WASHINGTON - Thrift industry earnings dipped 6.3%, to $2.09 billion, in the third quarter while rising interest rates continue to threaten future profits, the Office of Thrift Supervision said Thursday.
Average return on assets for the 1,111 thrifts supervised by the agency fell 13% in the third quarter, to 0.98%, from the same period in 1998. The industry's cost of funds increased in the quarter as consumers opted for higher returns offered by competitors. Average variable-rate borrowing costs jumped to 9.4% in the quarter, up from 6.8% in the year-earlier period. The average thrift's deposits-to-assets ratio fell to a record low of 57.2%, from 62.6% in third quarter 1998.
"The deposit runoff really has continued, particularly with deposits under $100,000," OTS Director Ellen Seidman said. "This is contributing to net income decline because you've got increased Home Loan Bank borrowing, which comes in at higher rates."
The industry's interest rate sensitivity in the third quarter hit its highest level since OTS began tracking it in 1992. Though concerned, Ms.

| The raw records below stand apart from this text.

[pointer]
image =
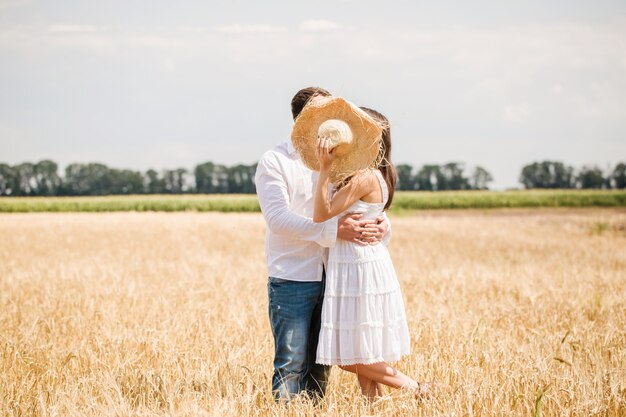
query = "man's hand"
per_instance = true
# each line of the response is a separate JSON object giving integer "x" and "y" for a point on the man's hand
{"x": 362, "y": 232}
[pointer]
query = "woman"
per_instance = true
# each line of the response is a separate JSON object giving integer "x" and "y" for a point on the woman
{"x": 363, "y": 320}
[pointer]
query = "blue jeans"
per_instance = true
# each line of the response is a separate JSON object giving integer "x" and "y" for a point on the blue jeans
{"x": 295, "y": 310}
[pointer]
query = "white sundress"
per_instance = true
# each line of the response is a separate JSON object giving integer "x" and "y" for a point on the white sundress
{"x": 363, "y": 317}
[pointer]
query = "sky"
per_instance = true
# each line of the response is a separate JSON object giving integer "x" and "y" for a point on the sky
{"x": 160, "y": 84}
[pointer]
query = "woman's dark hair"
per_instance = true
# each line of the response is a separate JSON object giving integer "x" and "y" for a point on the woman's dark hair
{"x": 385, "y": 166}
{"x": 303, "y": 96}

Seidman said OTS it is comforting that a small proportion of the industry is incurring the greatest risk and those thrifts seem to have it under control.
"We've got a number of institutions that do in fact have a lot of interest rate risk where we're convinced - because of quality of management, the way they react, their low credit risk profiles, and their high capitalization - that this is fine," she said.
The industry's third-quarter assets grew 8.5%, to $863 billion, over the same period in 1998. Total loans increased $45 billion, to $590 billion, in the third quarter, up from $545 billion in the year-earlier period. However, third-quarter mortgage originations dropped to $69.3 billion, from $78.7 billion in third quarter 1998.
While Ms. Seidman commended thrifts for reducing mortgage lending risk by diversifying, she warned charge-off rates nearly doubled in the third quarter, to 115 basis points, among the 143 thrifts with the biggest business lending portfolios.
Still, total troubled assets fell 12.5% in the third quarter, to $5.6 billion, or 0.8% of total assets. Ms. Seidman advised institutions to adjust to lower mortgage demand by trimming sales forces.
"Unless the whole mortgage banking industry contracts relatively quickly, what you end up with is too much capacity chasing too few loans," she said.
"That has tended to lead to potential underwriting problems."